Pertama, ketidakadilan: hukum tajam ke bawah tapi tumpul ke atas. Rakyat kecil mencuri sebutir semangka bisa dipenjara bertahun-tahun, sementara pejabat mencuri uang rakyat miliaran hanya perlu senyum di depan kamera dan bebas dengan alasan "khilaf."
Kedua, ketimpangan sosial-ekonomi: segelintir orang kaya hidup di menara emas sambil menonton rakyat berdesakan di bawah, berebut remah roti basi. Oligarki bukan hanya menguasai ekonomi, tapi juga pikiran kita.
Ketiga, korupsi massal: seperti pesta pora yang sudah mendarah daging. Jika ada perlombaan siapa negara dengan kreativitas paling tinggi dalam mencuri uang rakyat, Indonesia mungkin masuk daftar juara dunia.
Keempat, politik dinasti: seolah negara ini perusahaan keluarga yang diwariskan dari bapak ke anak, dari kakak ke adik, dari mertua ke menantu. Demokrasi hanya papan reklame, isinya jualan kekuasaan keluarga besar.
Rakyat hanya dianggap latar belakang dekoratif: berfungsi saat Pemilu, dipanggil untuk selfie massal, lalu dilupakan begitu kursi empuk kekuasaan berhasil diduduki. Mungkin di masa depan, rakyat tidak perlu lagi datang ke TPS. Cukup kirim foto KTP, lalu penguasa akan langsung menuliskan hasilnya sesuai kebutuhan.
Rakyat Bergerak
Namun, keterhimpitan ada batasnya. Rakyat yang dicekik biaya hidup, dikejar utang, dan disuguhi tontonan pejabat berpesta lama-lama tidak tahan. Teriakan pun pecah: bukan sekadar keluhan, tapi ledakan. gerakan lahir, menuntut perbaikan sistem.
Tapi, seperti biasa, tuntutan dianggap sebagai ancaman, dan rakyat yang marah dituduh anarkis. Pertanyaannya: siapa sebenarnya yang memulai kekacauan? Apakah rakyat yang lapar, atau penguasa yang menutup telinga sambil berjoget?
Sejarah mengajarkan, api kemarahan rakyat bisa membakar istana. namun entah mengapa, para penguasa selalu merasa kebal. mereka percaya tembok tinggi dan pasukan bersenjata bisa menahan gelombang rakyat. padahal, kalau rakyat sudah benar-benar bangkit, tsunami itu tidak bisa dihentikan hanya dengan pagar kawat berduri.
Rakyat Diam, Tapi Bukan Pasrah
Pada akhirnya, rakyat tidak bodoh.
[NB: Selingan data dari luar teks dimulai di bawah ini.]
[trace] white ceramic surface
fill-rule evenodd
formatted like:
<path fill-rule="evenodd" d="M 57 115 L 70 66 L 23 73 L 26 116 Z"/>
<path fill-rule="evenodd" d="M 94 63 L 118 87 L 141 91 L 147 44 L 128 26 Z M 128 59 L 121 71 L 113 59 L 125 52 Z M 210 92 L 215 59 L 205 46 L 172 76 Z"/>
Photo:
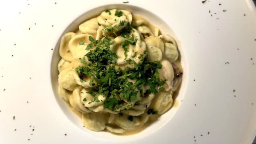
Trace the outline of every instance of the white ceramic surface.
<path fill-rule="evenodd" d="M 124 1 L 1 2 L 0 143 L 250 144 L 256 134 L 252 1 Z M 65 110 L 52 86 L 51 64 L 62 34 L 79 16 L 111 4 L 151 12 L 169 25 L 182 45 L 184 78 L 177 110 L 131 136 L 79 127 L 80 120 Z M 164 24 L 160 27 L 163 33 L 170 30 Z"/>

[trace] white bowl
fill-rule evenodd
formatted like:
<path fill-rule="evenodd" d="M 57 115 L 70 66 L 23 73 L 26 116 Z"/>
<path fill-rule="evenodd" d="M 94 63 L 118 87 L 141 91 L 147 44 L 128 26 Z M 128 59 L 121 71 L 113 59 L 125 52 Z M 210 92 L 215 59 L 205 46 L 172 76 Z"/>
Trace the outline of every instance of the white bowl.
<path fill-rule="evenodd" d="M 256 134 L 256 10 L 252 2 L 128 1 L 3 2 L 0 143 L 252 142 Z M 163 33 L 175 34 L 181 42 L 184 68 L 178 106 L 129 136 L 84 128 L 56 90 L 60 37 L 99 14 L 94 8 L 115 6 L 141 14 Z M 74 21 L 77 23 L 68 27 Z"/>

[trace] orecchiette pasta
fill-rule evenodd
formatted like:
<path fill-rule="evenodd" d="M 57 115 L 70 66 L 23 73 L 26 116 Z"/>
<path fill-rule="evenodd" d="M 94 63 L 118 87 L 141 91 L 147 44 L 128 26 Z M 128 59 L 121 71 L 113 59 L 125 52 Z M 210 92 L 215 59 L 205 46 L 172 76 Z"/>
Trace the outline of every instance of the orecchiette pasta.
<path fill-rule="evenodd" d="M 124 134 L 171 108 L 182 74 L 174 64 L 180 62 L 172 36 L 116 9 L 84 22 L 76 32 L 61 40 L 58 90 L 82 114 L 84 126 Z"/>

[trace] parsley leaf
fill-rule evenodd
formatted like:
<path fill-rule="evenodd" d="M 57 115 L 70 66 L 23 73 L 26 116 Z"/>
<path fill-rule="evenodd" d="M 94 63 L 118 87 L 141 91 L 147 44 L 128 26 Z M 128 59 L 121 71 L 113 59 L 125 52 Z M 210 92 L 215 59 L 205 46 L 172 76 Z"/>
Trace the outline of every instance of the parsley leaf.
<path fill-rule="evenodd" d="M 108 108 L 110 110 L 113 109 L 114 106 L 118 104 L 119 100 L 116 98 L 107 98 L 105 102 L 103 107 Z"/>
<path fill-rule="evenodd" d="M 119 26 L 123 26 L 124 25 L 124 24 L 125 24 L 126 22 L 126 21 L 125 21 L 125 20 L 124 20 L 123 21 L 121 20 L 120 21 L 120 23 L 119 23 Z"/>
Mereka memang bisa diam, bisa mundur, bisa menahan diri. tetapi diam bukan berarti mati. diam adalah jeda. Rakyat sedang mengamati, menunggu, dan menyiapkan energi. dan ketika saatnya tiba, mereka bisa bergerak lagi dengan kekuatan yang lebih besar.
Sampai hari ini, para penguasa masih bisa tertawa, masih bisa berjoget. Tapi ingatlah: pesta pora di atas luka hanya bisa bertahan sebentar. Setelah itu, musik akan berhenti, lampu pesta padam, dan yang tersisa hanya rakyat yang menagih janji---dengan cara yang mungkin tak lagi ramah.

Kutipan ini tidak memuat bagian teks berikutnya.